The highly competitive program – only 20 incoming freshmen are accepted each year – officially started in December 2018.
Dr Cherie Ward wrote the curriculum for the media program and designed the layout of the media center. She called the program “an elite, top-notch and comprehensive program that welcomes only the best of the best.”
During the four-year program, Vance Fellows will study sports journalism, public speaking, mass communication, fundamentals of print and broadcast journalism, digital media, photo journalism, and other courses. They will also participate in internships.

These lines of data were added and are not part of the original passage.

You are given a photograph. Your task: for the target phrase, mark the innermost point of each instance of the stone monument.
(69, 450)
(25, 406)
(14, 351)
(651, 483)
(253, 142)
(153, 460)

âThis program and this facility is meant to train young minds for tomorrow,â said Ijeoma Okere, one of the program’s students. “I learned what goes on in the art of journalism, and I understand it better.”
Students participating in the program are called “Vance Scholars” and are awarded a full four-year scholarship to Archbishop Carroll High School. While participating in the program, they must maintain a cumulative quarterly GPA of 3.0.
âI appreciate that people have invested in our future, and I like that we have to meet certain academic standards,â Okere said.
Fellow Vance Ryan Lynch said, “Thank God for the opportunity to go to such a great school with such a program.”
Prior to making his mark in Washington, DC as a news anchor, Jim Vance taught English at a public school in Philadelphia, the metro area where he grew up.
Imani Vance, one of Vance’s daughters, called the media program and the media center “the perfect fusion of her (Vance’s) career.”
Kathy Vance said she was grateful that the program honors her late husband and urged students to “use wisdom, words and wonder to advance the truth.”
âIt is a wonderful legacy and a tribute to my husband, our children and the family,â said Vance. “We are grateful and honored that Vance’s passion for journalism and education will continue through the Vance Scholars.”
Among those in attendance at the grand opening were several of Vance’s media friends. Donnie Simpson, host of The Donnie Simpson Show on WMMJ-FM (Majic 102.3 FM) and longtime friend and colleague of Vance, said he was impressed with the show and âseeing these wonderful students here today gives me a such hope for the future. “
Doreen Gentzler, an NBC4 presenter who co-hosted Vance for over 25 years, said “nothing would have made him happier” than seeing the school’s media center because “everyone world knew how deep his commitment to Archbishop Carroll was. “
Gentzler said Vance “enjoys raising young people … to help them become better, stronger and smarter at what they do.”
She challenged the Vance Scholars “to carry on the values ââthat were so important to Jim Vance”.